Pela primeira vez em 90 dias, a epidemia de Covid-19 dá sinal razoável de estar perdendo força no Brasil. A média móvel de mortes vem diminuindo há uma semana, deixou o patamar de mil óbitos por dia e fechou ontem em 859 casos fatais.

O aparente arrefecimento, no entanto, não é visto por especialistas como uma vitória da resposta brasileira à doença. “Sair de um patamar de 1.000 mortes por dia para um de 850 mortes é como estar devendo 1.000 e pagar 150. Ainda resta uma grande dívida a ser paga”, afirma o epidemiologista Paulo Lotufo, da USP.
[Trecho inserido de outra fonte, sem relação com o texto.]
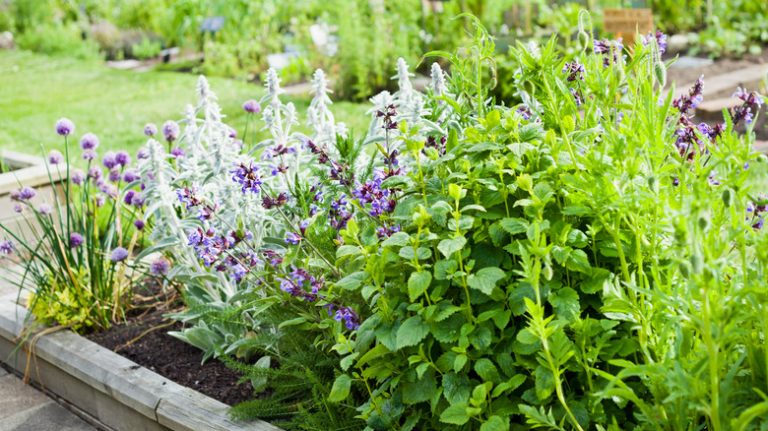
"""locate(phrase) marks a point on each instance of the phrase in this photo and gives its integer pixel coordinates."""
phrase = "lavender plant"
(587, 258)
(73, 251)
A situação varia entre os estados, o que ajuda a explicar o platô com mil mortes diárias que o Brasil viveu ao longo de 80 dias. Ontem, 16 unidades da federação indicavam tendência de queda nos óbitos, número recorde na pandemia. Apenas três seguiam em alta, incluindo o Rio de Janeiro.

A taxa de transmissão do coronavírus no país também está caindo. O mais recente relatório do Imperial College de Londres indicou queda de 1 para 0,94, o menor patamar desde abril.

O Brasil chegou ontem a 122.681 mortes e 3.952.790 casos confirmadosdesde o início da pandemia.

Em foco: apesar de o governo já ter liberado cerca de R$ 2 bilhões para a produção de uma possível vacina contra a Covid-19, a Secretaria de Comunicação da Presidência reforçou uma declaração do presidente Jair Bolsonaro de que “ninguém é obrigado a tomar vacina”. A fala de Bolsonaro, no entanto, contraria o que determina o Estatuto da Criança e do Adolescente.